В доме зажегся свет. Сначала в одной из трех комнат, а затем в коридоре и на крыльце. Добрый знак, – подумал я. А спустя еще какое-то время, щелкнул замок.
– Розовый халат? Вы серьезно, Фрэнк? – рассмеялся я, только-только попав в коридор и увидев парня в непривычном для мужчины одеянии и с дымящейся сигаретой в зубах.
– Друзья подарили на прошлый день рождения. Мило, не правда ли? И карманы глубокие, – он закинул руку в карман и, удивившись, как много всячины там накопилось, вытянул оттуда клочок, состоявший из ваты, коробки спичек, двух зубочисток и пары валют, которые, по его же озарившемуся взгляду, Фрэнк когда-то искал. – О, – добавил он, – будет, на что сходить в бар.
– Завтра никакого бара.

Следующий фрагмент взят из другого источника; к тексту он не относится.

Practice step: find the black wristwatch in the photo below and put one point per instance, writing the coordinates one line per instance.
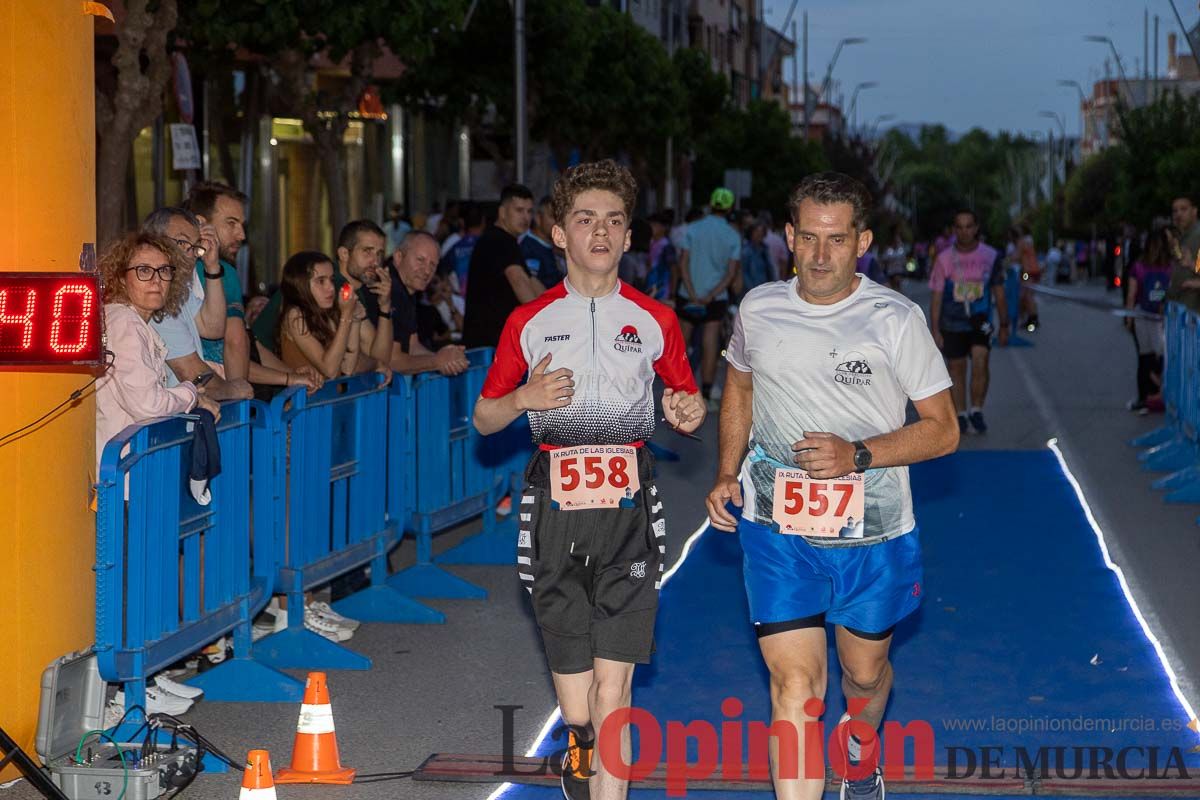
(862, 457)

У вас встреча, – напоминал я, вешая верхнюю одежду.
– Надо будет еще в салатовый халат залезть, – продолжал он на своей волне, щупая себя и пропуская мимо ушей всё, что я говорил. Та, если честно, и я поначалу не понял, о чем он.
– Какой еще халат? – переспросил я, полагая под словом халат олицетворение чего-то значимого в нашем разговоре.

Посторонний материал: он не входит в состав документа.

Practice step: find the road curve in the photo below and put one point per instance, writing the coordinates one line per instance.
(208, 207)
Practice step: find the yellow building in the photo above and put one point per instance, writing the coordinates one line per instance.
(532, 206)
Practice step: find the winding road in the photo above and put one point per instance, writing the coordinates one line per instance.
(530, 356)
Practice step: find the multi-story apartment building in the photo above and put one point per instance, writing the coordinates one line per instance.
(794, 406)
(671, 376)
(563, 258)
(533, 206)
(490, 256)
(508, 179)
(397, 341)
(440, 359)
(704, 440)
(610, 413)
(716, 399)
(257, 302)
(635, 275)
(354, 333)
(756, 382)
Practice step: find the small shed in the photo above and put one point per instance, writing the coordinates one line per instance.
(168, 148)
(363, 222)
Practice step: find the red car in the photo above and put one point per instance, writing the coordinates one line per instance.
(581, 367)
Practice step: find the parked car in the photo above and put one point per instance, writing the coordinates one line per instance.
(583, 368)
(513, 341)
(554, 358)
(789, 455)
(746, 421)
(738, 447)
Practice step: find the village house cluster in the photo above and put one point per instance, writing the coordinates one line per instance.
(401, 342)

– Ну, халат, – посмотрел он на меня, – такой, салатовый, с пёсиком Скрэппи из детского мультика.
– Тьфу, Фрэнк! – одумался я. – Вы меня запутали. Послушайте меня внимательно…
– Сначала я покажу свою холостяцкую берлогу, – перебил меня Фрэнк и повел в комнату.
Тогда-то и стало ясно, что к чему. Фрэнк пил. Нет, он не был пьян, но, видимо, бутылка, которая вот-вот должна была закончиться, размотала душевные нити терзаний, отправив парня в мир полетов и фантазий.
В доме было минимум мебели. Кругом валялась раскиданная одежда и прочие бытовые вещи. Казалось, тут никогда не прибирались, хоть до уровня бомжатника было еще далеко. По всем комнатам приторно чувствовался неприятный запах – он исходил от стен, которые пропитались частыми попойками и постоянным курением.
– Выпить хочешь? – предложил он, стоя ко мне спиной и протягивая открытую бутылку куда-то в сторону, предполагая, что я нахожусь именно там.
– Нет, я на работе, – отказался я, присаживаясь в кресло.
– Ужасная работа, – прокомментировал он. – Ужаснее может быть только отсутствие работы.
– И куда пропадают эти мозги? – Я бросил в потолок риторический вопрос, чтобы подождать, что будет. Ответ последовал необдуманно и незамедлительно.
– Не куда, а где. В чашке этилового спирта и в дымке проклятого никотина.
Забавный парень. Мне он понравился в тот вечер. Думаю, тогда я его и полюбил. Скажу честно, немногим сильнее, чем Еву. Та была девушкой со сложным нравом, а этот просто балван, который не мог совладать со своими чувствами, отчего постоянно метался в себе и искал выход, но вместо чего лишь делал пробоины, через которые убитыми нервными клетками вытекала жизнь.
– Почему вы пьете, Фрэнк?
– Единственная радость, – ответил он. – Но сегодня просто потому, что не могу уснуть. Сейчас еще пару капель, усну, и можешь смело выносить вещи из моего дома. Только халаты не тронь, оставь мне хоть что-то.
– Фрэнк, вы забавный, – из моего рта вырвался уморительный смех. – Я не собираюсь вас грабить.
– Ох, давай без этих ласк; считай, я уже потёк, – скривился он, всерьез рассуждая об ограблении. – Кстати, телевизор хороший. Если поставить повыше, покажет девять каналов. На одном из них точно транслируют мультик про пёсика Скрэппи.
– Стоп! – прекратил я эту пустую беседу. – Забудьте про ограбление. Никто ничего не похитит. Я лишь должен объяснить вам некоторые вещи.
– Я ж шучу, – оперся о столик Фрэнк. – Ведь всё равно мне вот-вот наступит двадцать, и я заживу, как следует.
– Вот об этом я и хотел поговорить, Фрэнк. Пред вам всепокорнейший слуга, раб чужих желаний, хранитель выторгованного времени Вархуил Бенкендорф.
– Почему не звенит будильник? Кульминация же. Сейчас сон должен закончиться, а я проснуться в холодном поту.
– Нет, Фрэнк. Это реальность.
– Так ты хочешь проинструктировать меня, показать мастер-класс в торговле или просто принес подарок в виде исполнения желания на безвозмездной основе?